With the housing market cooling off from just about every conceivable consumer angle, so rests the hundreds of thousands of risky loans that sprang up in the last four years as housing prices crept up. Real estate was an investment market for millions and financiers were incredibly creative in allowing just about anyone take out a home mortgage, second mortgage (or HELOC). In fact, millions of American consumers used the equity in their homes as a Vegas slot machine that never lost. I personally know of many people that faced the "ATM" situation with home equity -- the low interest rates were too tempting and the easy money was too easy not to ignore.

Will the huge number of adjustable-rate mortgages that have payment term changes this fall cause a wave of foreclosures? This article over at MSN seems to think so, as do I. BloggingStocks' own Sheldon recently looked at the housing market "bubble" recently and concluded that there is no bubble, another fact I agree with. Having significant monies in the real estate commercial market and REITs and watching the media circus decry that all housing prices and starts are going down the tubes (some truth in starts, at least), there is one inescapable truth: real estate is a finite resource.

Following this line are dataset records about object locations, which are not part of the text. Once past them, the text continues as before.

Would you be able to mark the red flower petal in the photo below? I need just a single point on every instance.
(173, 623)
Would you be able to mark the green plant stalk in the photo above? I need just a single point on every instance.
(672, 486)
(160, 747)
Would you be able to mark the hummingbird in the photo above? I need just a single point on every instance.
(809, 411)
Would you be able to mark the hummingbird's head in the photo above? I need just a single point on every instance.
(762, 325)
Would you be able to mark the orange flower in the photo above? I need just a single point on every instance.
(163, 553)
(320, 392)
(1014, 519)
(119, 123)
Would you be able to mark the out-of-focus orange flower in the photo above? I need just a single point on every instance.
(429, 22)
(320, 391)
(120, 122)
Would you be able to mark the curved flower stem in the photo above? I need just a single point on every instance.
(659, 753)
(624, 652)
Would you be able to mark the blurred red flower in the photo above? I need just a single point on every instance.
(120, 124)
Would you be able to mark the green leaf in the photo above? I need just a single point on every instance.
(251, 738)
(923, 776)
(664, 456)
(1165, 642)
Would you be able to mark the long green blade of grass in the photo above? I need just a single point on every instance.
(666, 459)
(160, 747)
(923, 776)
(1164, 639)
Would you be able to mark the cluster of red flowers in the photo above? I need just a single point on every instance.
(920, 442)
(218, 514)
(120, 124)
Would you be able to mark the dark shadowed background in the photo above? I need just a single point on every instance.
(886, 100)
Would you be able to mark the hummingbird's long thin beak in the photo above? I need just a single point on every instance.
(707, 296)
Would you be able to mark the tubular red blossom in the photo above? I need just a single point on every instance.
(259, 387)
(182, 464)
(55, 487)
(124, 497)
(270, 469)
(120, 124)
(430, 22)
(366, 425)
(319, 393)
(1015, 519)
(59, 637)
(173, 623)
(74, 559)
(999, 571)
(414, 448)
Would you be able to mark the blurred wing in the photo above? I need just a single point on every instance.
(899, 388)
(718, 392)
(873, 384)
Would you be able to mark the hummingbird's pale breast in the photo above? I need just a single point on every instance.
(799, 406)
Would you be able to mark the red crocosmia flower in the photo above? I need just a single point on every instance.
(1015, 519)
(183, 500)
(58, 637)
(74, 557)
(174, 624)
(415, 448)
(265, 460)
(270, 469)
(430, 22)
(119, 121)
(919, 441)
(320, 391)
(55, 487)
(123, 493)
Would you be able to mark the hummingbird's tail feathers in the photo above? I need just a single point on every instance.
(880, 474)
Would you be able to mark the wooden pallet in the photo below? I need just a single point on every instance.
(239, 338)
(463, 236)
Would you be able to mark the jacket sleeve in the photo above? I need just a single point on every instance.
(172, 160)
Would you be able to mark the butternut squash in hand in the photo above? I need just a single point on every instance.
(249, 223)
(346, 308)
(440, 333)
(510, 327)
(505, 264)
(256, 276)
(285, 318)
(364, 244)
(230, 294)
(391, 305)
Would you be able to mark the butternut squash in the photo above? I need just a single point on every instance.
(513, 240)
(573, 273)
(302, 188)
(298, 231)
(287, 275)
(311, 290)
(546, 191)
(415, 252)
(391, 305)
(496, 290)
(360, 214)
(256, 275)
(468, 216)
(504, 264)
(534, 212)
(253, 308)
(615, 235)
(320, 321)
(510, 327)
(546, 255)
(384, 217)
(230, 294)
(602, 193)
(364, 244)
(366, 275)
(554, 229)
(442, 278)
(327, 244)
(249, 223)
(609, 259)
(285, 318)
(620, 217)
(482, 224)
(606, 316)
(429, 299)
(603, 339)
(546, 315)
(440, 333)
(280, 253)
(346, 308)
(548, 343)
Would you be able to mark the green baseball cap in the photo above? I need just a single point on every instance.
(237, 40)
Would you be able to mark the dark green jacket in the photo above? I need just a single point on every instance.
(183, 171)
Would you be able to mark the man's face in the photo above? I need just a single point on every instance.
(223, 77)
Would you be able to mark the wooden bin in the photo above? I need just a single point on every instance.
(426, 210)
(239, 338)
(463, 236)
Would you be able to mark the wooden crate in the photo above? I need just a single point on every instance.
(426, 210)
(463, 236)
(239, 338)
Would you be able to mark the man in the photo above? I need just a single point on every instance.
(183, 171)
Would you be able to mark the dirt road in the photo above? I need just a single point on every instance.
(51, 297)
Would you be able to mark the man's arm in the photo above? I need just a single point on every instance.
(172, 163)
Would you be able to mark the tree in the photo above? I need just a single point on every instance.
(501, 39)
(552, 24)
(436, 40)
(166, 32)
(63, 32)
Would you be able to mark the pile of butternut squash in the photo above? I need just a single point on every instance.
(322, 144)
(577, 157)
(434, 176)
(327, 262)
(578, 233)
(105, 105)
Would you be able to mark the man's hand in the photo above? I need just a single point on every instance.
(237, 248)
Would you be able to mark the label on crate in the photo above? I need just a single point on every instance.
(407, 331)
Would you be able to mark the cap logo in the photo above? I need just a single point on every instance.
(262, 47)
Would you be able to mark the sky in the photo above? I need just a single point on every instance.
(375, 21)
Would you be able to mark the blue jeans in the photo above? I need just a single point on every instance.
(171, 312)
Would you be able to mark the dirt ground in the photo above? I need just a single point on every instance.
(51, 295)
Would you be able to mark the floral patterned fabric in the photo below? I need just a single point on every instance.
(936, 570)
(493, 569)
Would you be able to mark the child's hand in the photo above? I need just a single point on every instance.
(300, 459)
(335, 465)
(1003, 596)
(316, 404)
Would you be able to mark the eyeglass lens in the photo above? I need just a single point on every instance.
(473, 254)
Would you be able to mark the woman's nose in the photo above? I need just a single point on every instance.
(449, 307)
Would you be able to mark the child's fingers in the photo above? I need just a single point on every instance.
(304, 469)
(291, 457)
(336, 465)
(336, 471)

We can't build more of it at will, and as the population grows, real estate will continue to increase in value. The question is: who will be around to afford it?

That does not mean housing turnover by over-eager homeowners who stretched themselves thin to get into that "larger" home, perhaps to take advantage of keeping up with the Joneses, and perhaps to take advantage of generation-low mortgage payments on way more house than was needed. It would not be a stretch to say that millions of Americans define themselves to the world by 1) the size and amenities of their homes and 2) their cars and SUVs. Hey didn't 7-UP once say "Image is everything?"

The problem here is that the consequences of certain loan types can come back to bit the homeowner, and this may happen soon when ARMs and interest-only loans get past the "honeymoon" phase with loan owners and the real world sets in. Could it start this fall? Would something like this cause a foreclosure wave of epidemic proportions? Is real estate still a great investment? My answers to these quiz questions are 1) Y 2) Y and 3) Y. Hope I make an "A".